McBride leaves out something important. He doesn’t evade the racial dichotomy in Lewis’ culture. We see the singer symbolically joining rock’s black and white hands on his piano, in a duet with the salty old blues pianist Booker T. Laury. But, except for the opening scene, when little Jerry and Jimmy Lee race across the tracks to kibitz at a smoky all-black roadhouse, the movie avoids the hard times of the Lewises, so poor they had to mortgage their home to give their child-prodigy an upright piano. It’s a crucial gap: Lewis’ “flaw” stems partially from the fact that he was a poor boy made suddenly rich.
That’s the irony of the famous mannerisms that Quaid recreates with such wizardly accuracy: the gestures of a parodied prince.

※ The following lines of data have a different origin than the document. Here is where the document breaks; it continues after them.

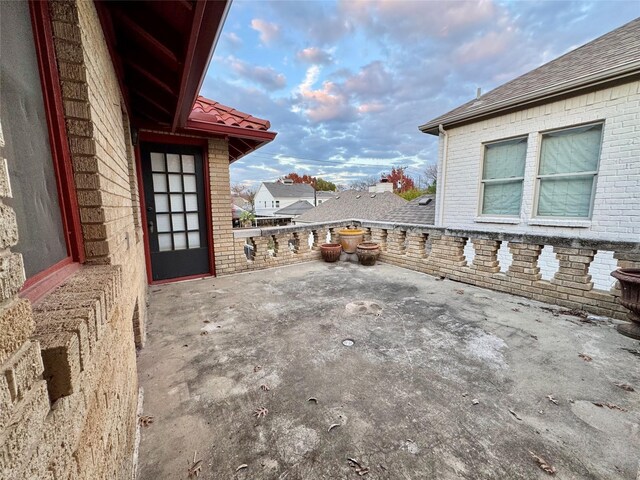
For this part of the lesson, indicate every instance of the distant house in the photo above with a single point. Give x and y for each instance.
(353, 204)
(294, 210)
(272, 196)
(553, 152)
(419, 211)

They suggest a teen-age kid trying to be regal, project his “specialness.” And it’s also the irony of the good-and-evil battle that Swaggart wages with Lewis. The evangelist argues for sobriety and sexual reason, but also for propriety, the middle-class mores that princely Lewis, with his peasant background, tramples on.
Another irony: The 21-year-old Lewis is being played by an actor in his mid-30s and dubbed by the 53-year-old “Killer himself.” Isn’t the fire largely gone? Strangely, it isn’t. The stand-up rockers still have ecstatic force and Lewis does a tear-jerker like “That Lucky Old Sun” as rarely before: with the power Ray Charles also gives it, a golden melancholy seeping through the hard edges, the piano trills dropping like a weary, heart-torn rainfall.
In life, Lewis’ main charm was that he believed himself to be dancing on hell’s mouth, believed rock ‘n’ roll was the devil’s music--and, damn it, played and lived it anyway. But, in life and even in “Great Balls of Fire” (MPAA rated PG-13), it’s that devil’s music that saves his soul, sung and played with a power that might make angels boogie.